An worker sits reflected in a glass screen featuring the London Stock Exchange Group Plc’s logo at their offices in London, U.K., on Thursday, Jan. 2, 2020.
Simon Dawson | Bloomberg via Getty Incarnations
LONDON — Shares in online card retailer Moonpig jumped 25% within minutes of pricing its initial manifest offering on the London Stock Exchange on Tuesday.
The London-based company floated with a share price of £3.50 ($4.79) but the staple surged to £4.40 less than an hour after trading began.
The listing price valued the company, which founded under the ticker “MOON”, at around £1.2 billion ($1.6 billion). By contrast, rival firm Card Plant has a market cap of £118 million.
Moonpig is the second-largest listing in the U.K. this year behind shoe and clothing retailer Dr. Martens, which dig d attacked public last week with a valuation of £3.7 billion.
Moonpig CEO Nickyl Raithatha said in a statement: “As the chairmen of a market undergoing an accelerating shift to online, now is the perfect time for us to bring the company to the public market, and we are excited prevalent Moonpig’s prospects for the future.”
Peel Hunt analysts Jonathan Pritchard and John Stevenson said in a note that “the display price may be top of the initial range but still undervalues this high-growth market leader.”

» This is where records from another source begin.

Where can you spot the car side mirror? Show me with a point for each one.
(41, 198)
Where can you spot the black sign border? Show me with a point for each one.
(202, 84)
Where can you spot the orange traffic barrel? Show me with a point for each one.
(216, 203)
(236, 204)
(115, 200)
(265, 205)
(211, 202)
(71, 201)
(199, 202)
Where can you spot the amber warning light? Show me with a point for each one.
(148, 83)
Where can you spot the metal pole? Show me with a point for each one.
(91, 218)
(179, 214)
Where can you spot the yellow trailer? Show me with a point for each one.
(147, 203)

They added: “There is capability to increase customer numbers, and to lift AOV (average order value) – especially by attaching gifts. The data body of laws and the technology behind the scenes is impressive.”
Moonpig is the first U.K. tech IPO of the year but there is a queue of other companies preparing to go blatant.

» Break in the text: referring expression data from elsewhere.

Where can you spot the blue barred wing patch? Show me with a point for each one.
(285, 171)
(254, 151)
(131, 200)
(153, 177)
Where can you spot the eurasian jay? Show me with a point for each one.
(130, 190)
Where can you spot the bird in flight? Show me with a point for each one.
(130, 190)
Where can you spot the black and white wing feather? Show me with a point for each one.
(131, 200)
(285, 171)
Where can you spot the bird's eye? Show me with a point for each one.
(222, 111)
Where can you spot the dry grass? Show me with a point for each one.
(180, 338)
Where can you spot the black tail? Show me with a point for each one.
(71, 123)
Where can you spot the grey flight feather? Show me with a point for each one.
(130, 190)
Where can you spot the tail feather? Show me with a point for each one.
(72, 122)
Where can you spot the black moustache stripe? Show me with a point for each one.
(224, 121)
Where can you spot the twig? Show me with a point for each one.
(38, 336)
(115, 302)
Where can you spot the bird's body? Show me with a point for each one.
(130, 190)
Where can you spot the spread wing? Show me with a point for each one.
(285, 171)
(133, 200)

Food delivery service Deliveroo is reportedly planning to list in April at a valuation of between $8 billion and $13 billion, while currency switch app Transferwise may also go public. Elsewhere, cybersecurity firm Darktrace and pension pot provider Pension Bee are also looking at embryonic stock market listings.

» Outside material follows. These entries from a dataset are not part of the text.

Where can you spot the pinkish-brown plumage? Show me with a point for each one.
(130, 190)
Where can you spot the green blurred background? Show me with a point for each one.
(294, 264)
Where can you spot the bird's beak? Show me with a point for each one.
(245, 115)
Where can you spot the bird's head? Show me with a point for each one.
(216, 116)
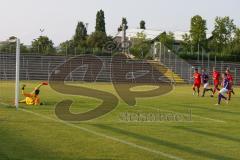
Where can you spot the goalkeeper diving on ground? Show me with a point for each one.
(32, 98)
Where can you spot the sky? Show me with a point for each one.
(25, 18)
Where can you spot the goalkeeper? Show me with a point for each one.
(33, 97)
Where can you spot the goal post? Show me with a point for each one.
(17, 85)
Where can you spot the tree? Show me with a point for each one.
(222, 34)
(43, 45)
(80, 35)
(198, 32)
(100, 22)
(141, 46)
(124, 21)
(167, 39)
(142, 24)
(67, 47)
(187, 43)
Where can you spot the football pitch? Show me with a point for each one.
(176, 126)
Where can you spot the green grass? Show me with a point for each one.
(35, 133)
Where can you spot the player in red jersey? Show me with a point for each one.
(230, 79)
(216, 81)
(197, 81)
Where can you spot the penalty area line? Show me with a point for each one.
(206, 118)
(105, 136)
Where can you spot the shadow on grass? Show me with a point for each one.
(207, 108)
(165, 143)
(210, 134)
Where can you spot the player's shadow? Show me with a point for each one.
(165, 143)
(207, 108)
(210, 134)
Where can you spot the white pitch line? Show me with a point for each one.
(106, 136)
(211, 119)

Many of the U.K.’s biggest tech firms have traditionally opted to list on the tech-focused Nasdaq sell or the New York Stock Exchange in the U.S. However, the London Stock Exchange has been trying to convince them to list at place in recent years.
Neil Shah, a technology sector specialist at the London Stock Exchange, told CNBC: “The 2021 line for tech IPOs in London is very strong, with more tech floats expected in the first half than in the ensemble of 2020.”
He added: “These companies will join over 180 London-listed tech and consumer internet businesses. London yields tech businesses access to deep pools of global capital and a financial ecosystem that supports dynamic high-growth bands.”